Para a maioria das pessoas familiarizadas com a história, o significado da fotografia “Tank Man” é claro: o indivíduo bravo levantando-se contra um Estado repressivo.
Para Fang Zheng, um ativista estudantil chinês que agora está numa cadeira de rodas, a própria fotografia foi uma ferramenta de repressão. “Eu fui confrontado com a foto ‘Tank Man’ regularmente”, enquanto ele estava numa cama de hospital, logo após o massacre de 4 de junho de 1989, recuperando-se por ter tido suas pernas esmagadas por um tanque em alta velocidade na Avenida da Paz Eterna.
Fang Zheng foi um dos estudantes que protestaram contra a corrupção oficial e pediram maior democracia e liberdades. Centenas de milhares de jovens estudantes idealistas como ele encheram a Praça da Paz Celestial (Tiananmen), no coração de Pequim, desde abril. Provavelmente cerca de 3.000 deles, segundo estimativas mais recentes, foram violentamente mortos em 4 de junho, 25 anos atrás.
“Eles colocaram muita pressão em mim. Os oficiais me mostravam a foto e diziam: ‘Olha para isto. O tanque não o está esmagando. Se você foi esmagado, você deve ter sido violento.’”

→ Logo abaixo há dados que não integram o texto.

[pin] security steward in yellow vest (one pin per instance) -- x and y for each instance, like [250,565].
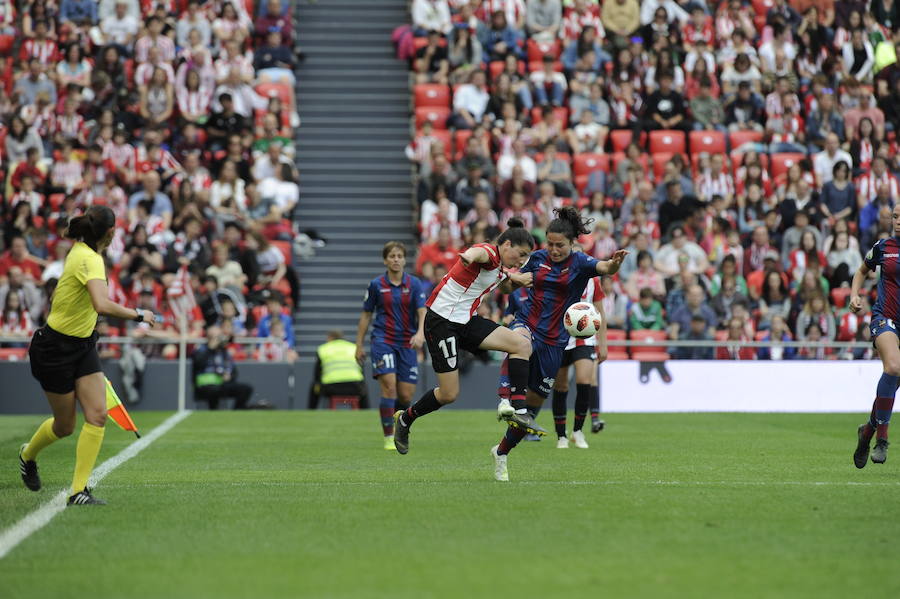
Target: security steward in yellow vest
[337,371]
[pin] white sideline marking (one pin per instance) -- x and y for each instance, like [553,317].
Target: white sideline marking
[40,517]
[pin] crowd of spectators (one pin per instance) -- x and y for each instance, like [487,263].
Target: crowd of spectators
[178,115]
[743,152]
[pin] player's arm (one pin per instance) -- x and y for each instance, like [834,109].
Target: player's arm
[365,319]
[418,340]
[602,349]
[859,278]
[474,254]
[515,281]
[611,266]
[99,293]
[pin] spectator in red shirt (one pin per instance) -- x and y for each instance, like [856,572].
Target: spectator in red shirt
[735,350]
[17,255]
[443,252]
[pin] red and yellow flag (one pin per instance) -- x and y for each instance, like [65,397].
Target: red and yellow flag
[117,412]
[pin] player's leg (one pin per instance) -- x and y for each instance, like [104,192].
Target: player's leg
[880,417]
[596,423]
[443,343]
[384,368]
[90,390]
[560,397]
[60,425]
[584,369]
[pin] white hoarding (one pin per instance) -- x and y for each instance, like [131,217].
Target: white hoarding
[735,386]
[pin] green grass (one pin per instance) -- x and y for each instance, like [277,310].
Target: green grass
[296,504]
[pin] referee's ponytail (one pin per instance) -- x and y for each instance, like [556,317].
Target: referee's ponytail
[516,234]
[92,226]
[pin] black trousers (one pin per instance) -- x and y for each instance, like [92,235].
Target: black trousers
[240,392]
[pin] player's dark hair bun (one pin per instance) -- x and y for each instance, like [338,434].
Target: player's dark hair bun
[92,226]
[569,223]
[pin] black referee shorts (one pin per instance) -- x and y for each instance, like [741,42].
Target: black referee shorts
[57,360]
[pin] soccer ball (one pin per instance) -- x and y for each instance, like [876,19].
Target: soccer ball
[582,320]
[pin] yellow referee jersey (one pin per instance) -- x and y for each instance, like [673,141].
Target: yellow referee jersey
[72,312]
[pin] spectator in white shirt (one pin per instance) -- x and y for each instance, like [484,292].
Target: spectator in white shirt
[470,101]
[120,27]
[518,158]
[431,15]
[824,161]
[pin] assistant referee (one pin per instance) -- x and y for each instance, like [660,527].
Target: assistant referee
[64,356]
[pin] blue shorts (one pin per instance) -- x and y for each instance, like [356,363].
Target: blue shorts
[542,367]
[880,325]
[393,359]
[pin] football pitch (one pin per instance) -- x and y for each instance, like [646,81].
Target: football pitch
[301,504]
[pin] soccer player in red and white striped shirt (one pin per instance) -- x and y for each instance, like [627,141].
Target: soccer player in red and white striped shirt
[451,325]
[583,354]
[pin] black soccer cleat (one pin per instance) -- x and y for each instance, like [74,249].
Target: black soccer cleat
[861,455]
[28,470]
[526,423]
[879,454]
[84,497]
[401,434]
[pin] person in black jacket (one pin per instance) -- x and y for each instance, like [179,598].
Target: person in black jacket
[215,374]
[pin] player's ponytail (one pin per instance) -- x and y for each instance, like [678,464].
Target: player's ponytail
[569,223]
[92,226]
[516,234]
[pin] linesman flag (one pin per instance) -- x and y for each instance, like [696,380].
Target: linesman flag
[117,412]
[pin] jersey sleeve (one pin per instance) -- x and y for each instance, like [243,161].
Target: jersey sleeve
[873,258]
[418,294]
[90,267]
[598,292]
[587,265]
[370,297]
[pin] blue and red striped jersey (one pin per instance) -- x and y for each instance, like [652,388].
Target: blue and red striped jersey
[886,254]
[395,308]
[556,286]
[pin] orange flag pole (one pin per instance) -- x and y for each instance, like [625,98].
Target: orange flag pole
[117,412]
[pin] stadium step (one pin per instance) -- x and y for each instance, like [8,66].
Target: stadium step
[353,100]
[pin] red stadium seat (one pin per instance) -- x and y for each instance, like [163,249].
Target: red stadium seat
[707,141]
[620,156]
[538,65]
[840,296]
[285,248]
[784,161]
[561,112]
[620,139]
[537,50]
[281,91]
[761,7]
[429,95]
[670,140]
[437,116]
[739,138]
[659,162]
[585,164]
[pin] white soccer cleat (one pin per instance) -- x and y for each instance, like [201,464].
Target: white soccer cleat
[504,410]
[500,472]
[579,440]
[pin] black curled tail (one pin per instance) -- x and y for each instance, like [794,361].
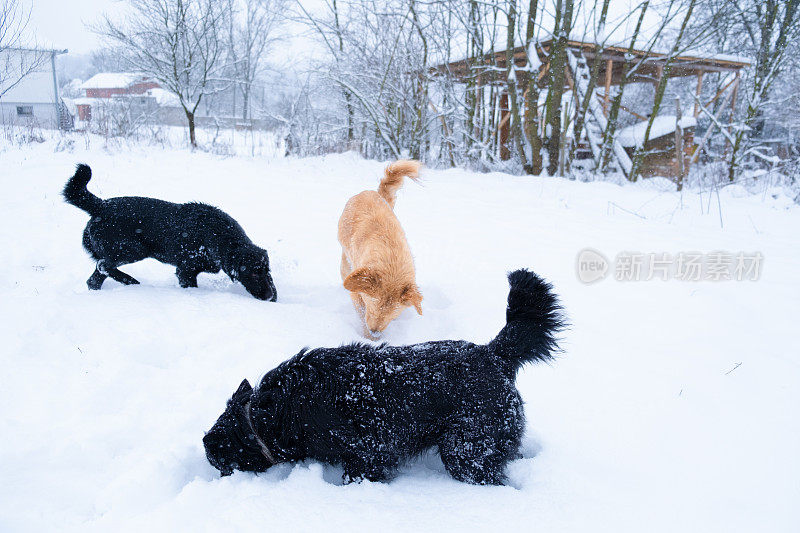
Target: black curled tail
[533,319]
[76,193]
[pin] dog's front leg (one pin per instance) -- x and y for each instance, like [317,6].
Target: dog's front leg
[187,277]
[375,469]
[96,280]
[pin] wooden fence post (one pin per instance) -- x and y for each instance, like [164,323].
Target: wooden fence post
[679,143]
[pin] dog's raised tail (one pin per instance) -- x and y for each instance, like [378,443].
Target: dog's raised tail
[393,178]
[534,317]
[76,193]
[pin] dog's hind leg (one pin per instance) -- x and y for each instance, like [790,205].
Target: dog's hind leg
[477,451]
[104,270]
[187,277]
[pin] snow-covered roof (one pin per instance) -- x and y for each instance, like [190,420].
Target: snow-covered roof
[112,80]
[663,125]
[164,97]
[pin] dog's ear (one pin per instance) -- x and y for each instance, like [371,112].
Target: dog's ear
[363,280]
[244,389]
[412,296]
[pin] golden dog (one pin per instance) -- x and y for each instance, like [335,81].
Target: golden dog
[377,267]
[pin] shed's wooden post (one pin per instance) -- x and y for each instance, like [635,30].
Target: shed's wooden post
[678,142]
[505,153]
[698,92]
[607,96]
[734,94]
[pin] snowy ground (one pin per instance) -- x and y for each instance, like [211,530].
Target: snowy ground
[640,426]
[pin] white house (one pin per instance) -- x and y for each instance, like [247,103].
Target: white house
[29,89]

Eram mentiras e a tentativa dos oficiais de penetrarem na cabeça de Fang o angustiava. Na manhã de 4 de junho, Fang tinha realmente se mobilizado para salvar uma estudante que desmaiou devido às armas químicas disparadas pelos soldados contra eles. A maioria dos disparos já havia se esgotado e ele e alguns outros já se encaminhavam para casa. Mas vendo a jovem caída, ele correu e empurrou-a para fora do caminho do tanque, que em seguida esmagou suas pernas.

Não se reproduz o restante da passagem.